Ook kinderen willen meester zijn van hun vrije tijd!
Wat doen wij - grote mensen - het liefst in onze vakantie? Ze zelf vullen met dingen waar we blij van worden. Wat doen kinderen het liefst in hun vakantie? Hetzelfde! Krijgen ze hier de kans toe? Wel, hier ligt (veel) marge voor verbetering.
Met de Krokusvakantie voor de deur vroegen we ons af wat kinderen eigenlijk verlangen van een vakantie. Niet makkelijk want het kindperspectief wordt nog al te vaak uit het oog verloren. De weinige onderzoeken die het wel meenemen, tonen aan dat er nog wel wat werk aan de winkel is.
In een interessant interview met het Steunpunt Vakantieparticipatie vertelt Johan Meire van Kind&Samenleving dat de vrijheid om zelf te kunnen kiezen erg belangrijk is.
‘Zo help je kinderen groeien in autonomie en dat maakt deel uit van het opvoeden’.
Soms kiezen kinderen zelf voor een speelplein of een kampje. Soms maken de ouders die keuze voor hen. ‘Idealiter is de stem van de kinderen in de keuze van hun vakantie doorslaggevend’, zegt Meire. En ook tijdens een kamp of speelplein houdt dat proces niet op. Activiteiten aanbieden is goed, maar voorzie vrije ruimte in het programma. Vrij spel stimuleert kinderen om zelf actor te worden. Ondersteun hen daarbij: geef hen ideeën, materiaal en aanmoediging en laat hen ermee doen wat ze zelf bedenken.

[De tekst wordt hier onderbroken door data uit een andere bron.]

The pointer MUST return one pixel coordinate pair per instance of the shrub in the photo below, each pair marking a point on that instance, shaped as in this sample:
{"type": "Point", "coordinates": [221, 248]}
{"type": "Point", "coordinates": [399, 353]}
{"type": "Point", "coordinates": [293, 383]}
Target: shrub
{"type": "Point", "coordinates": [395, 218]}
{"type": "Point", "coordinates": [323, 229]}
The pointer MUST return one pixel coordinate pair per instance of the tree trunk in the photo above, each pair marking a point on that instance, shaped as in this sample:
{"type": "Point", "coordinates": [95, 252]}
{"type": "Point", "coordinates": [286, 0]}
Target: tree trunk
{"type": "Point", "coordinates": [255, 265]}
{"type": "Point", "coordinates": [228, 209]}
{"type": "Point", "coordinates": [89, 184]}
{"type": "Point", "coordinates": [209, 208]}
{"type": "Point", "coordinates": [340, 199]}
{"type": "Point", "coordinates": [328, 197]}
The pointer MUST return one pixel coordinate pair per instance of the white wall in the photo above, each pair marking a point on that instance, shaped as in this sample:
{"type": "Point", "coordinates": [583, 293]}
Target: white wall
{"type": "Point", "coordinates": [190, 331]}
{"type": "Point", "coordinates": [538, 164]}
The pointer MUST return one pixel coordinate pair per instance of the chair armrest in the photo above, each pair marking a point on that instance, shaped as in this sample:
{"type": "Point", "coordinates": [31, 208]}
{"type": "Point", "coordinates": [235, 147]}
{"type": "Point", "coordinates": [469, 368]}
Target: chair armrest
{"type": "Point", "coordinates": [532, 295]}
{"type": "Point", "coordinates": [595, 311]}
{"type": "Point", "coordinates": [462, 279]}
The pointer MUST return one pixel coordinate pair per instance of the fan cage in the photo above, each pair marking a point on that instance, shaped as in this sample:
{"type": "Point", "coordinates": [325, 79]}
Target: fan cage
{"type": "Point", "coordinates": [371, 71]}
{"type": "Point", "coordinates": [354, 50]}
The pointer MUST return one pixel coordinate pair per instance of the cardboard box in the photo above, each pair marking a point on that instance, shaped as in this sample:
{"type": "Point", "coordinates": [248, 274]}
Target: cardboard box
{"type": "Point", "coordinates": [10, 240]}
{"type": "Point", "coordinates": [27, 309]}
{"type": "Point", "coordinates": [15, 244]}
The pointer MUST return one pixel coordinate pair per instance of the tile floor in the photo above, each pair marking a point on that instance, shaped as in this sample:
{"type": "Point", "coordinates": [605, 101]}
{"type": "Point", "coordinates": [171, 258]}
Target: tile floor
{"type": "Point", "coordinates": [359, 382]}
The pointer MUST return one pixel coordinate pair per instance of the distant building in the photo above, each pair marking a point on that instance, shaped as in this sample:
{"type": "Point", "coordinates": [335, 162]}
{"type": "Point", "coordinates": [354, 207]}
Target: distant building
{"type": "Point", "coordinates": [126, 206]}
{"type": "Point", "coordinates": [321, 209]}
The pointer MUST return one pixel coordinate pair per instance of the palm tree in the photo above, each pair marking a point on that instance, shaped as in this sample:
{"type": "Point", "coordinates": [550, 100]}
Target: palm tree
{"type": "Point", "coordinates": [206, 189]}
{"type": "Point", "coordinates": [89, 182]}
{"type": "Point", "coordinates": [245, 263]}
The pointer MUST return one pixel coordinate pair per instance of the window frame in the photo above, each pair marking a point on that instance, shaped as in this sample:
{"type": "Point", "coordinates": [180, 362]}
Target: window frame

Naast zelf kunnen kiezen is natuurlijk ook belangrijk dat er te kiezen valt. ‘Het is belangrijk dat kinderen toegang hebben tot activiteiten. Wij deden bijvoorbeeld een onderzoek naar Brede Scholen die vrijetijdsactiviteiten bieden, meestal in buurten waar verder weinig te beleven valt voor kinderen. Kinderen kunnen daar op een laagdrempelige manier dingen gaan beleven die thuis niet kunnen. Voor kinderen die zich thuis vervelen kan dat een enorme meerwaarde zijn. Ze kunnen er dingen doen – sporten, creatief zijn bijvoorbeeld – waarvoor ze anders geen kansen krijgen. Het aanbod maakt dat ze weer kunnen kiezen en daardoor echt actor zijn.’ aldus Meire.
Kunnen kinderen niet kiezen, dan verzinnen ze strategieën om hun keuzevrijheid terug te winnen. Ze gaan mokken, zich wegsteken, huilen, roepen of een spel saboteren. Volwassenen noemen dat dan wel eens lastig gedrag.
‘Terwijl kinderen gewoon ijveren voor wat wij ons als volwassenen in onze eigen vakantietijd vanzelfsprekend permitteren: onze keuzes zelf in handen nemen.’